Median follow-up for living patients was 70 months (range, 0-520); during this time 346 (38%) deaths, 16 leukemic transformations, and 20 ASCTs were documented. ROC analysis-determined optimal cutoff levels for predicting OS included age at ≥60 years, platelet count <150 x 109/L, tryptase level ≥100 ng/mL, WBC ≥10 x 109/L, hemoglobin below sex-adjusted lower limit of normal (anemia), and ALP >210 U/L in women or >170 U/L in men (increased). All except WBC ≥10 x 109/L retained significance during MVA that included ICC-specified SM categories: MCL (HR 74.8, 26.0-215.3; p<0.01); SM-AMN (HR 3.9, 2.5-6.0; p<0.01); ASM (HR 2.2, 1.4-3.5; p<0.01); age ≥60 years (HR 3.3, 2.2-4.7; p<0.01); platelets <150 x 109/L (HR 2.8, 2.0-3.9; p<0.01); tryptase ≥100 ng/mL (HR 2.1, 1.5-2.9; p<0.01); anemia (HR 1.7, 1.1-2.4; p<0.01); and increased ALP (HR1.5, 1.1-2.0; p=0.01). A subsequent HR-weighted risk model effectively delineated 5 risk levels ranging in median survivals from 11 months to 372 months (Figure 1).

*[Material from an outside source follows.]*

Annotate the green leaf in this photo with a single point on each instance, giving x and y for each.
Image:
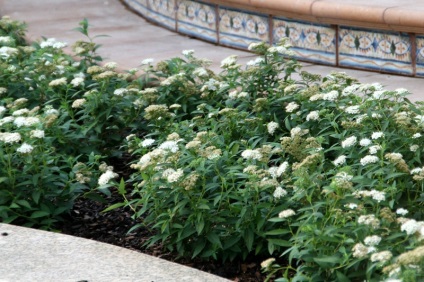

Figure 2 outlines complementary subtype-specific risk models; to that end, risk factors for ISM included age ≥60 years (HR 4.5, 2.5-7.9), tryptase ≥100 ng/mL (HR 3.5, 2.1-6.0); platelets <150 x 109/L (HR 3.4, 1.5-7.9), and anemia (HR 2.4, 1.2-4.8); for ASM age ≥60 years (HR 2.3, 1.3-4.3), platelets <150 x 109/L (HR 2.4, 1.4-4.0), and anemia (HR 2.0, 1.2-3.4); and for SM-AMN age ≥60 years (HR 2.9, 1.6-5.2), platelets <150 x 109/L (HR 2.5, 1.6-3.9), and tryptase ≥100 ng/mL (HR 2.5, 1.6-3.9) [Figure 2]. In SM-AMN, additional prognostic relevance from subcategorization into PV/ET vs. all other types of AMN was appreciated (Figure 3; HR 4.0, 1.6-3.9) and incorporated into the risk model for SM-AMN (Figure 2).

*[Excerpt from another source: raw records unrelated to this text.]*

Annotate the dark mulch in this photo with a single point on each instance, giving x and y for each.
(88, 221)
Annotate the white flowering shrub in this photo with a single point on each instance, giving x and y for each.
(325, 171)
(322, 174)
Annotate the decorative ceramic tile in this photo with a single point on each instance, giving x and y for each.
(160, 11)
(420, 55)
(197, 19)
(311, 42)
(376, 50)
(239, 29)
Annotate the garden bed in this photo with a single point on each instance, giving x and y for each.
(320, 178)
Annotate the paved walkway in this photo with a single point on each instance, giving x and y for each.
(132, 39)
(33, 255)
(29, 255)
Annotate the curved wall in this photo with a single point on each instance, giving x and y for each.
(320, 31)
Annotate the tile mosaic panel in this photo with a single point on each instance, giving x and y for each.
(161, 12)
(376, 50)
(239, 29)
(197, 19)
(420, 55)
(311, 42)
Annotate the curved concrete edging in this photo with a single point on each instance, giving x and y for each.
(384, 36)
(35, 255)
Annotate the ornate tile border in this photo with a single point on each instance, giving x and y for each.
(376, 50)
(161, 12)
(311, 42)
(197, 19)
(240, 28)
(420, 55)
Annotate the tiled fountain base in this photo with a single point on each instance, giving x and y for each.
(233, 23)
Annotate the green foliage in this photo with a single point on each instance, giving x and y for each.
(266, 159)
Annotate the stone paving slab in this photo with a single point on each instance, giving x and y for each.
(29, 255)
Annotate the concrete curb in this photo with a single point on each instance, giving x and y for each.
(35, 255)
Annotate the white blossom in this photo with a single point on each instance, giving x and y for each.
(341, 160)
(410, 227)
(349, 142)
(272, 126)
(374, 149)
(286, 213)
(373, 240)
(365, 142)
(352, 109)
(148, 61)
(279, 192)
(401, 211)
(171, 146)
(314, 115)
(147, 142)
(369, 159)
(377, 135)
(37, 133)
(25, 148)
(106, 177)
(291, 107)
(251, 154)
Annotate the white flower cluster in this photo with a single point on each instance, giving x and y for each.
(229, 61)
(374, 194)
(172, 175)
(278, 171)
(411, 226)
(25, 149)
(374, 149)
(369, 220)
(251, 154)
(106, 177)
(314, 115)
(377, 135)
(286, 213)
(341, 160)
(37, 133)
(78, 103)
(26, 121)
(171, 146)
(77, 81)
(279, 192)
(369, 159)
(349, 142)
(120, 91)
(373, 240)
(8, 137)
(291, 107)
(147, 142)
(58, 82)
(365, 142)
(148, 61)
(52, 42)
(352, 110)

Abnormal karyotype (AK) and high risk mutations(HRM; ASXL1, SRSF2, RUNX1, NRAS)clustered withSM-AMN with AK and ASXL1MUT displaying independent prognostic relevance that was most apparent in SM-AMN.

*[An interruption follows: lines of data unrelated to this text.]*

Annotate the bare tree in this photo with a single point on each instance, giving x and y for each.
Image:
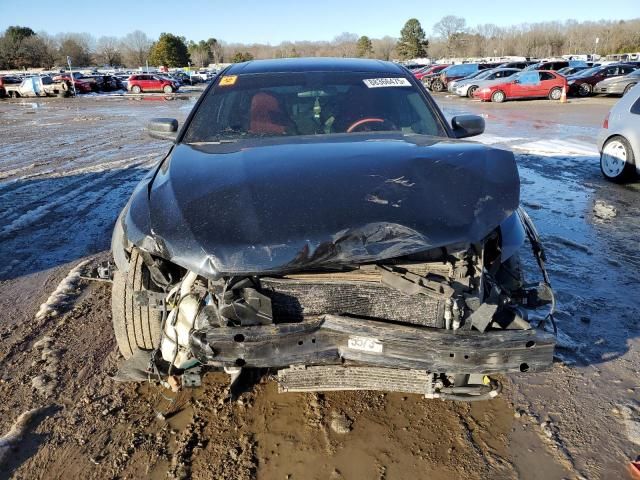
(108, 51)
(136, 46)
(345, 44)
(384, 48)
(450, 29)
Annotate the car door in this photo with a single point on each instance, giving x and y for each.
(526, 85)
(547, 82)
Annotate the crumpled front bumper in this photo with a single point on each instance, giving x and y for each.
(334, 340)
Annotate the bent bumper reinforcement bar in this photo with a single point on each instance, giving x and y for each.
(332, 339)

Conclusions: MAPS-R relies on the prognostic eminence of ICC-defined morphologic subcategories and allows for additional SM subtype-specific risk stratification. SM associated with ET or PV is a prognostically unique subcategory of SM-AMN and should be recognized as such in future classification schemes. SM-AMN must be thoroughly ruled out in the presence of AK or HRM.